Не вижу ничего общего между блистательной русской классикой и нынешней убогой словесной продукцией. Разговоры о преемственности и высоких традициях для меня всего лишь минимальная плата за право заниматься тем, что я люблю. Та к я оправдываю положенное мне жалованье. В остальном же остаюсь совершенно свободен, не в пример теперешним беллетристам, не говоря уж о поэтах.
На вечере преобладали поэты. Но сначала о публике. Зина говорит… ах нет, ее зовут Катя, а не Зина. Та к вот. Катя…
…Здесь обрывается, вместе с чеховским текстом, рукопись, принадлежавшая перу нашего современника. Что с ним произойдет дальше? Как сложится его судьба, выберется ли он снова на дорогу широкую и ясную или же окончательно канет где-то на дне водоема нашего? Бог знает! Да и не все ли равно. Что мог он сказать о себе – сказал. Чего не мог – никто другой за него не скажет. Переворачивая последний лист, мы обнаружили лишь финал «Скучной истории».
«– …я ненадолго сюда. Мимоездом. Сегодня же уеду.
– Куда?
– В Крым… то есть на Кавказ.
– Так. Надолго?
– Не знаю.
Катя встает и, холодно улыбнувшись, не глядя на меня, протягивает мне руку.
Мне хочется спросить: „Значит, на похоронах у меня не будешь?“ Но она не глядит на меня, рука у нее холодная, словно чужая. Я молча провожаю ее до дверей… Вот она вышла от меня, идет по длинному коридору, не оглядывается. Она знает, что я гляжу ей вслед, и, вероятно, на повороте оглянется.

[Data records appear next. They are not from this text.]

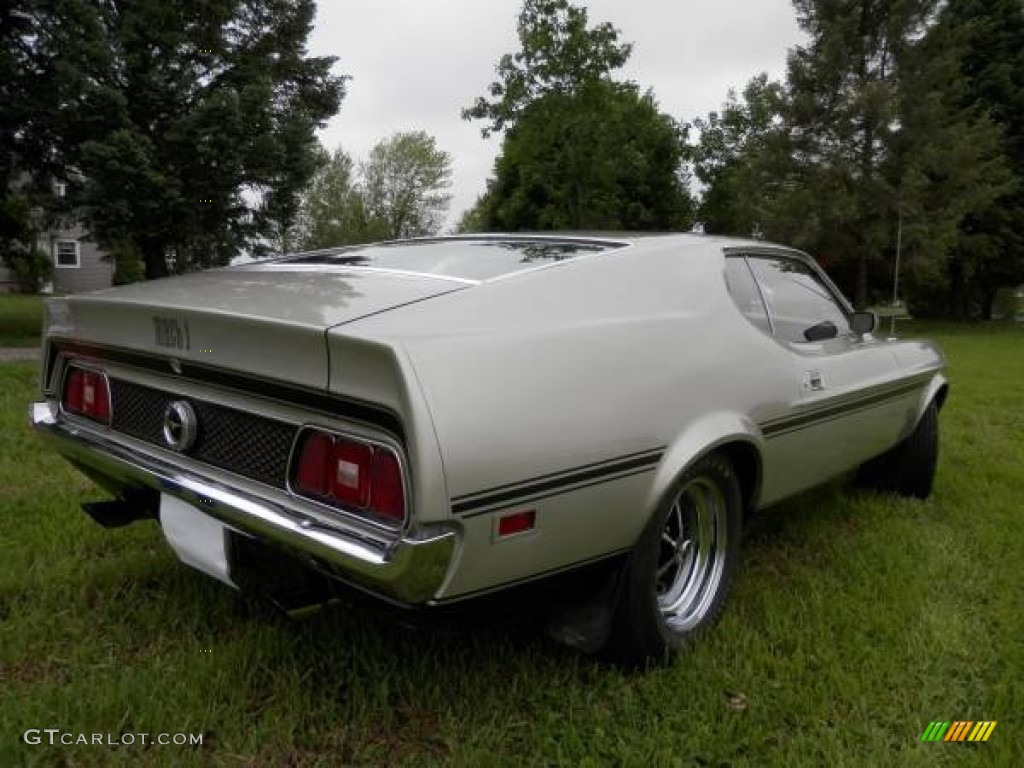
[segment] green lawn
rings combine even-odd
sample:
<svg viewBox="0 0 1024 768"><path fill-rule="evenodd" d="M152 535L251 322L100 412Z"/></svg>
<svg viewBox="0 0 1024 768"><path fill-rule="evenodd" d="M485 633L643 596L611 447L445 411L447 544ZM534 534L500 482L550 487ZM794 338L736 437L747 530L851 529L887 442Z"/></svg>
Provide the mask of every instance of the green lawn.
<svg viewBox="0 0 1024 768"><path fill-rule="evenodd" d="M952 379L932 500L834 485L766 513L719 627L645 675L531 631L268 612L155 526L87 520L97 494L25 426L35 367L0 365L0 765L1020 765L1024 331L930 330ZM937 719L998 726L920 742ZM204 743L28 746L29 728Z"/></svg>
<svg viewBox="0 0 1024 768"><path fill-rule="evenodd" d="M41 297L0 293L0 347L38 347L42 326Z"/></svg>

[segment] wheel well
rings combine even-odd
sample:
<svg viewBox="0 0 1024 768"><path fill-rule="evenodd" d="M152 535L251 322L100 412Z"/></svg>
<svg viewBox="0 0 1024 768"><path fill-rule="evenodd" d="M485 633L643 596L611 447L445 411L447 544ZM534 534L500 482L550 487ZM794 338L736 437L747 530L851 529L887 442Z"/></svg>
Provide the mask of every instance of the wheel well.
<svg viewBox="0 0 1024 768"><path fill-rule="evenodd" d="M946 395L949 394L949 384L943 384L939 387L939 391L935 393L935 407L938 410L942 410L942 406L946 404Z"/></svg>
<svg viewBox="0 0 1024 768"><path fill-rule="evenodd" d="M761 455L750 443L734 442L720 445L715 449L724 454L736 470L740 481L740 495L743 498L743 513L754 511L757 494L761 488Z"/></svg>

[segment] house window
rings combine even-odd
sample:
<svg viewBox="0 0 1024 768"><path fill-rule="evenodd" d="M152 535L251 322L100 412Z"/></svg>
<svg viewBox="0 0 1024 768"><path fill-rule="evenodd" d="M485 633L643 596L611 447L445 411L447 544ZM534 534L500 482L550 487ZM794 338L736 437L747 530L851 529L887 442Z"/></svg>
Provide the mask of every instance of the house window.
<svg viewBox="0 0 1024 768"><path fill-rule="evenodd" d="M53 263L58 267L82 266L78 254L77 240L58 240L53 245Z"/></svg>
<svg viewBox="0 0 1024 768"><path fill-rule="evenodd" d="M65 197L68 193L68 185L63 181L55 181L53 183L53 194L56 197Z"/></svg>

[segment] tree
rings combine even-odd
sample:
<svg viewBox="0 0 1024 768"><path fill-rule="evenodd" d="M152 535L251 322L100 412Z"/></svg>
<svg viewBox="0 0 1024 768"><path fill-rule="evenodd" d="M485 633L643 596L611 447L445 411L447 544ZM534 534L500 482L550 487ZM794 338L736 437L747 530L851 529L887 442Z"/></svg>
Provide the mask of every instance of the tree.
<svg viewBox="0 0 1024 768"><path fill-rule="evenodd" d="M1001 132L961 76L962 53L961 32L941 22L908 53L892 142L904 278L931 312L953 309L946 286L971 248L965 230L1013 187ZM973 246L977 265L984 248L978 240ZM987 306L994 296L993 287Z"/></svg>
<svg viewBox="0 0 1024 768"><path fill-rule="evenodd" d="M631 84L594 81L523 110L495 162L488 229L689 228L684 131Z"/></svg>
<svg viewBox="0 0 1024 768"><path fill-rule="evenodd" d="M948 265L948 305L990 318L1000 286L1024 282L1024 7L1019 0L950 0L939 32L956 45L960 108L984 110L1001 130L1012 184L960 222Z"/></svg>
<svg viewBox="0 0 1024 768"><path fill-rule="evenodd" d="M302 248L437 234L451 195L451 156L423 131L377 142L358 165L341 148L322 156L303 195Z"/></svg>
<svg viewBox="0 0 1024 768"><path fill-rule="evenodd" d="M629 58L611 24L568 0L525 0L521 50L464 119L504 131L494 177L464 217L490 229L680 229L692 220L685 130L653 94L612 79Z"/></svg>
<svg viewBox="0 0 1024 768"><path fill-rule="evenodd" d="M694 173L705 187L697 218L708 234L779 233L779 206L773 203L787 193L795 171L785 107L784 86L762 73L741 95L729 91L720 113L694 121L700 135Z"/></svg>
<svg viewBox="0 0 1024 768"><path fill-rule="evenodd" d="M391 238L437 234L451 202L451 164L425 131L378 142L360 166L370 218L383 222Z"/></svg>
<svg viewBox="0 0 1024 768"><path fill-rule="evenodd" d="M19 118L24 156L65 174L101 245L158 277L289 230L344 92L306 55L313 0L17 5L47 97Z"/></svg>
<svg viewBox="0 0 1024 768"><path fill-rule="evenodd" d="M864 306L869 274L894 240L897 193L885 174L899 125L899 77L935 0L794 0L810 43L789 58L789 130L798 167L829 194L811 209L805 242L852 267Z"/></svg>
<svg viewBox="0 0 1024 768"><path fill-rule="evenodd" d="M932 290L960 222L1007 180L998 132L958 96L940 4L795 5L810 40L791 52L785 85L757 78L698 121L708 231L811 251L864 306L888 295L901 230L912 285Z"/></svg>
<svg viewBox="0 0 1024 768"><path fill-rule="evenodd" d="M324 159L303 195L297 235L304 250L387 237L383 222L367 210L355 162L340 147Z"/></svg>
<svg viewBox="0 0 1024 768"><path fill-rule="evenodd" d="M32 45L32 18L18 5L36 3L0 6L0 263L20 282L38 288L52 265L35 245L43 223L37 207L52 195L44 173L47 153L26 140L25 127L52 103Z"/></svg>
<svg viewBox="0 0 1024 768"><path fill-rule="evenodd" d="M477 195L476 201L469 208L462 212L458 222L455 224L455 231L460 235L467 235L476 232L486 232L490 227L487 223L487 208L490 200L487 192Z"/></svg>
<svg viewBox="0 0 1024 768"><path fill-rule="evenodd" d="M464 120L489 120L486 138L515 125L523 110L549 94L572 95L629 59L630 43L608 22L587 26L587 9L569 0L524 0L516 31L521 49L498 62L492 100L477 98Z"/></svg>

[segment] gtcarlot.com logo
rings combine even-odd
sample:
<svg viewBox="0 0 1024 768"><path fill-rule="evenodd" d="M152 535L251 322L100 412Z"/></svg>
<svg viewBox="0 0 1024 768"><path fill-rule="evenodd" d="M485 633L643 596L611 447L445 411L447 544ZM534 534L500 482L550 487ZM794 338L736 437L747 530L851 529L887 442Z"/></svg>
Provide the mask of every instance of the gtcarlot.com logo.
<svg viewBox="0 0 1024 768"><path fill-rule="evenodd" d="M995 729L995 720L932 720L921 734L921 741L988 741Z"/></svg>
<svg viewBox="0 0 1024 768"><path fill-rule="evenodd" d="M75 733L60 728L29 728L21 736L26 744L33 746L92 746L92 747L200 747L201 733Z"/></svg>

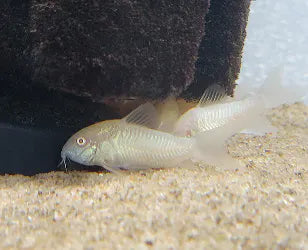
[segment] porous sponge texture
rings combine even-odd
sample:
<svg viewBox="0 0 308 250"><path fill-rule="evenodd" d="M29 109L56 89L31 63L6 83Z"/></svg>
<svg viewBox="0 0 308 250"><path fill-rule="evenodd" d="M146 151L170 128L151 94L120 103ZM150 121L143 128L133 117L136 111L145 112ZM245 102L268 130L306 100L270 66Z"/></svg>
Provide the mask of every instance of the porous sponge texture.
<svg viewBox="0 0 308 250"><path fill-rule="evenodd" d="M102 101L232 95L250 1L2 1L0 73ZM209 12L208 12L209 11ZM207 14L208 13L208 14Z"/></svg>
<svg viewBox="0 0 308 250"><path fill-rule="evenodd" d="M182 94L184 98L198 99L214 83L225 86L228 94L233 95L241 68L249 8L248 0L211 1L194 81Z"/></svg>
<svg viewBox="0 0 308 250"><path fill-rule="evenodd" d="M34 0L33 80L94 100L178 95L193 80L208 5Z"/></svg>

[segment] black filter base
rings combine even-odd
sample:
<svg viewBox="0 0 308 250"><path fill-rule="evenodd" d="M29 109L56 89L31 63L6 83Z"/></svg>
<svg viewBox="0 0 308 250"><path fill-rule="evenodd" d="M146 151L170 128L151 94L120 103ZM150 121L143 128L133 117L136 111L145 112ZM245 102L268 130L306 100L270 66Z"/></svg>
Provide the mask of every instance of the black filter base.
<svg viewBox="0 0 308 250"><path fill-rule="evenodd" d="M68 130L39 130L0 123L0 173L34 175L60 170L61 148Z"/></svg>
<svg viewBox="0 0 308 250"><path fill-rule="evenodd" d="M65 170L61 149L75 132L118 115L89 99L0 78L0 174ZM84 169L69 164L70 169ZM94 169L94 168L91 168Z"/></svg>

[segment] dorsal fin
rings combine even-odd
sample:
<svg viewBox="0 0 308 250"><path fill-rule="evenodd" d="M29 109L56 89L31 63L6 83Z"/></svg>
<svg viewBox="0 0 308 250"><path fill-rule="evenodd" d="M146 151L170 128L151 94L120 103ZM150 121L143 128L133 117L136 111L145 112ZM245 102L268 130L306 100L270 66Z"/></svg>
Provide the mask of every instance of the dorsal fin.
<svg viewBox="0 0 308 250"><path fill-rule="evenodd" d="M130 112L122 121L155 129L158 127L158 114L153 104L147 102Z"/></svg>
<svg viewBox="0 0 308 250"><path fill-rule="evenodd" d="M203 107L205 105L219 102L224 97L226 97L225 89L218 84L213 84L204 91L203 95L200 98L198 106Z"/></svg>

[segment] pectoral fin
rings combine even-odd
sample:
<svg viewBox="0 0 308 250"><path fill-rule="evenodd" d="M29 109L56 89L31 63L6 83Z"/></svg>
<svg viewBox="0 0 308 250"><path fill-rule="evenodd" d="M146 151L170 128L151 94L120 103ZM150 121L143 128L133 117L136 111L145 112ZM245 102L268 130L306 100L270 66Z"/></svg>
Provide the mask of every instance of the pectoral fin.
<svg viewBox="0 0 308 250"><path fill-rule="evenodd" d="M122 170L120 168L111 167L111 166L108 166L105 163L100 164L100 166L103 167L104 169L108 170L109 172L113 173L113 174L120 175L122 173Z"/></svg>

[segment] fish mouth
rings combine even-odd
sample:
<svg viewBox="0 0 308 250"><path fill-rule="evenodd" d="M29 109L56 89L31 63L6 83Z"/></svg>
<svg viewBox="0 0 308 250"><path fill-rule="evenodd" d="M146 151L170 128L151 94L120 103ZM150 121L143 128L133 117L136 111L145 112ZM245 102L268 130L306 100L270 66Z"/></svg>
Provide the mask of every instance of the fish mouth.
<svg viewBox="0 0 308 250"><path fill-rule="evenodd" d="M68 149L65 148L65 146L63 147L62 151L61 151L61 162L58 164L57 167L64 165L65 170L67 171L67 160L69 162L75 162L77 164L81 164L84 166L91 166L94 163L94 159L95 159L95 155L97 152L97 147L96 146L92 146L93 150L93 154L89 154L89 155L84 155L84 153L88 150L88 148L84 148L81 152L79 152L78 155L72 154L72 152Z"/></svg>
<svg viewBox="0 0 308 250"><path fill-rule="evenodd" d="M61 162L58 164L58 166L57 166L57 168L59 167L59 166L61 166L61 165L63 165L64 164L64 168L65 168L65 172L67 172L67 160L71 160L70 158L69 158L69 156L68 156L68 154L67 154L67 152L65 152L65 151L67 151L66 149L65 149L65 145L63 146L63 149L62 149L62 151L61 151Z"/></svg>

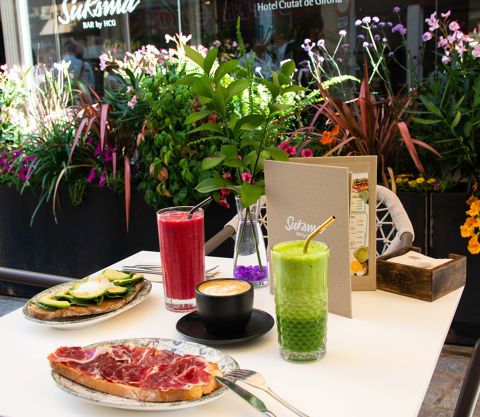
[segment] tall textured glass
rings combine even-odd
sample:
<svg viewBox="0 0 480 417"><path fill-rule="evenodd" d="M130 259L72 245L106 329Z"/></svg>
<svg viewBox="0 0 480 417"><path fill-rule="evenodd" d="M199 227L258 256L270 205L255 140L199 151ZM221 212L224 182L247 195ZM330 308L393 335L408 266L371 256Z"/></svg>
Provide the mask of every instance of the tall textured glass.
<svg viewBox="0 0 480 417"><path fill-rule="evenodd" d="M313 241L304 254L303 245L278 243L271 259L280 353L293 362L319 359L326 348L330 251Z"/></svg>
<svg viewBox="0 0 480 417"><path fill-rule="evenodd" d="M165 306L171 311L195 310L195 288L205 279L203 210L190 215L191 208L157 212Z"/></svg>
<svg viewBox="0 0 480 417"><path fill-rule="evenodd" d="M260 200L244 208L240 197L235 197L238 228L235 236L233 276L251 282L254 287L268 284L267 252L260 225Z"/></svg>

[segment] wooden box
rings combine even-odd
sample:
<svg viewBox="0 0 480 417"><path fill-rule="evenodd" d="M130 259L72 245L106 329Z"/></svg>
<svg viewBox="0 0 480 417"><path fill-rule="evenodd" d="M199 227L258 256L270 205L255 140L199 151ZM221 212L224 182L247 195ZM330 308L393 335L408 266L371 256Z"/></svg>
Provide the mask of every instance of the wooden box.
<svg viewBox="0 0 480 417"><path fill-rule="evenodd" d="M434 301L465 285L467 258L449 254L453 261L432 269L387 262L389 258L400 256L418 248L403 248L389 255L377 258L377 289Z"/></svg>

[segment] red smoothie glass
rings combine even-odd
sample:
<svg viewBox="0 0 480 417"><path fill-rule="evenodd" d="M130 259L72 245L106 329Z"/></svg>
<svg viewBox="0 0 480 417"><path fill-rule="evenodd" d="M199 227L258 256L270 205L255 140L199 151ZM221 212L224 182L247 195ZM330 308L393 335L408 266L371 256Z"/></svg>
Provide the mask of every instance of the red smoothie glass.
<svg viewBox="0 0 480 417"><path fill-rule="evenodd" d="M165 306L171 311L195 310L195 288L205 280L203 210L170 207L157 212Z"/></svg>

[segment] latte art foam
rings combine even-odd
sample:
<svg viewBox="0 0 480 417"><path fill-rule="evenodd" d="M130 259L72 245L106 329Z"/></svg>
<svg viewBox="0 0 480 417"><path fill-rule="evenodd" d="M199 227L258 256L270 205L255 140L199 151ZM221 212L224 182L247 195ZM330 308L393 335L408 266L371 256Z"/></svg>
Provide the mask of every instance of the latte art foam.
<svg viewBox="0 0 480 417"><path fill-rule="evenodd" d="M247 282L232 279L207 281L198 288L203 294L218 296L241 294L249 289L250 285Z"/></svg>

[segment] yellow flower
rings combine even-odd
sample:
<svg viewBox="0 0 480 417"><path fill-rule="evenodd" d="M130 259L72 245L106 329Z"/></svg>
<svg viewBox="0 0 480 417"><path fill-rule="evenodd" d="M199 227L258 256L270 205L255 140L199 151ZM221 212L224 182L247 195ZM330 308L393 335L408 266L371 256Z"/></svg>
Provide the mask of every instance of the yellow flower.
<svg viewBox="0 0 480 417"><path fill-rule="evenodd" d="M468 226L466 224L460 226L460 234L462 235L462 237L472 237L474 230L474 227Z"/></svg>
<svg viewBox="0 0 480 417"><path fill-rule="evenodd" d="M417 178L417 184L423 184L425 182L425 178L419 177Z"/></svg>
<svg viewBox="0 0 480 417"><path fill-rule="evenodd" d="M417 183L415 181L408 181L408 185L410 187L415 187L417 185Z"/></svg>
<svg viewBox="0 0 480 417"><path fill-rule="evenodd" d="M429 179L427 180L427 183L428 183L428 184L435 184L435 181L436 181L435 178L429 178Z"/></svg>
<svg viewBox="0 0 480 417"><path fill-rule="evenodd" d="M478 255L480 253L480 243L478 242L478 235L473 235L473 237L468 241L468 251L472 255Z"/></svg>
<svg viewBox="0 0 480 417"><path fill-rule="evenodd" d="M401 184L401 183L403 182L403 178L397 177L397 178L395 178L395 182L396 182L397 184Z"/></svg>
<svg viewBox="0 0 480 417"><path fill-rule="evenodd" d="M464 226L475 226L476 223L477 223L476 217L468 217L467 220L465 220Z"/></svg>

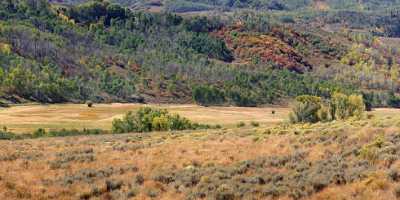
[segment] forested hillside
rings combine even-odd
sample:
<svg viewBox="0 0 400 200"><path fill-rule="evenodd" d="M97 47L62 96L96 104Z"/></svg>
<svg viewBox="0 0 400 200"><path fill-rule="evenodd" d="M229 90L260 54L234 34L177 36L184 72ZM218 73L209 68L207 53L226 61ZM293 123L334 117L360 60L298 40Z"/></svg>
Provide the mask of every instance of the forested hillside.
<svg viewBox="0 0 400 200"><path fill-rule="evenodd" d="M62 4L79 4L89 0L50 0ZM377 11L398 7L399 0L111 0L125 6L165 6L179 12L204 10L358 10ZM143 8L143 7L142 7ZM171 11L172 11L171 10Z"/></svg>
<svg viewBox="0 0 400 200"><path fill-rule="evenodd" d="M210 17L112 2L2 1L3 101L257 106L342 91L364 93L376 106L399 102L397 39L381 37L397 35L389 22L398 15L368 11L395 1L178 3L254 9ZM316 4L335 11L310 11ZM340 11L347 4L353 10Z"/></svg>

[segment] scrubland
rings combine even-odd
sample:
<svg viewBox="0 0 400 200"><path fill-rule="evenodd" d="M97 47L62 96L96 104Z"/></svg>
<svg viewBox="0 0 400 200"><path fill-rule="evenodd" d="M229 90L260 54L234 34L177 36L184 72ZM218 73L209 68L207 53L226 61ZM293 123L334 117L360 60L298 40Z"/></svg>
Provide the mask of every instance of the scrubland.
<svg viewBox="0 0 400 200"><path fill-rule="evenodd" d="M400 197L398 110L259 126L214 113L223 128L0 141L0 199Z"/></svg>

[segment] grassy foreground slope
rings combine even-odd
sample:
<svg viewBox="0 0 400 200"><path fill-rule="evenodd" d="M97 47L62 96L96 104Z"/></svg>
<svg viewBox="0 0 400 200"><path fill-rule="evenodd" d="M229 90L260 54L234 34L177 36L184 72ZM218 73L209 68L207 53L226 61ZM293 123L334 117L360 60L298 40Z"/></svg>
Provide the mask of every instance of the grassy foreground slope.
<svg viewBox="0 0 400 200"><path fill-rule="evenodd" d="M396 199L394 113L314 125L0 141L0 198Z"/></svg>

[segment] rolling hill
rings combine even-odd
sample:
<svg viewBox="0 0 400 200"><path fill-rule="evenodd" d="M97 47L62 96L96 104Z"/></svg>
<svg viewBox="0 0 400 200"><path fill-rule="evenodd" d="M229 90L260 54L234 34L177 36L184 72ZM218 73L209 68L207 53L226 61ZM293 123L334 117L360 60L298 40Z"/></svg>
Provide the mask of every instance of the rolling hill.
<svg viewBox="0 0 400 200"><path fill-rule="evenodd" d="M398 92L396 1L194 2L232 9L210 17L118 3L2 2L3 102L257 106L340 90L386 106Z"/></svg>
<svg viewBox="0 0 400 200"><path fill-rule="evenodd" d="M80 4L89 0L50 0L63 4ZM358 10L378 11L393 9L399 6L398 0L111 0L124 6L135 8L142 6L161 6L175 11L256 9L275 11L295 10ZM172 10L170 10L172 11Z"/></svg>

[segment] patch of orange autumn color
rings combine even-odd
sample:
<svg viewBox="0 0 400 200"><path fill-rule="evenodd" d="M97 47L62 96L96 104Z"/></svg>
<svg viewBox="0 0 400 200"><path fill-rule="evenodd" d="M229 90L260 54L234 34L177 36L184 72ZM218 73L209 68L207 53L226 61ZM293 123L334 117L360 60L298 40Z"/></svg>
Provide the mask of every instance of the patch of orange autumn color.
<svg viewBox="0 0 400 200"><path fill-rule="evenodd" d="M291 35L296 35L290 32ZM270 34L254 34L243 30L241 24L225 27L214 33L223 38L238 63L250 63L255 59L262 63L274 63L278 68L304 72L310 64L297 50L284 40L284 34L272 29Z"/></svg>

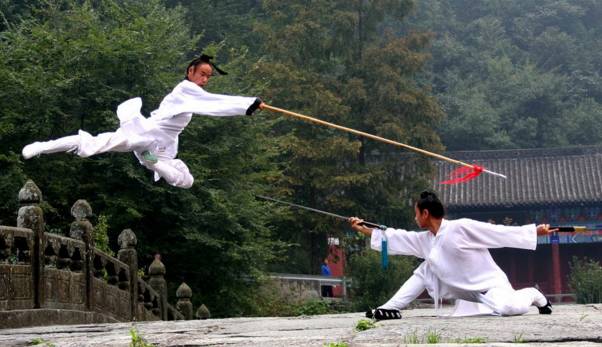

Нет, не оглянулась. Черное платье в последний раз мелькнуло, затихли шаги… Прощай, мое сокровище!»
1985
Шестое стихотворение, данное в контексте: «Полдня длиной в 11 строк»[145]
(Рассказ, записанный как приписка к письму)
Новый год я встречал в квартире, окна которой выходили на речку Карповку, в огромной пустой комнате. Я и ученик Павла Филонова, коллекционер К.[147]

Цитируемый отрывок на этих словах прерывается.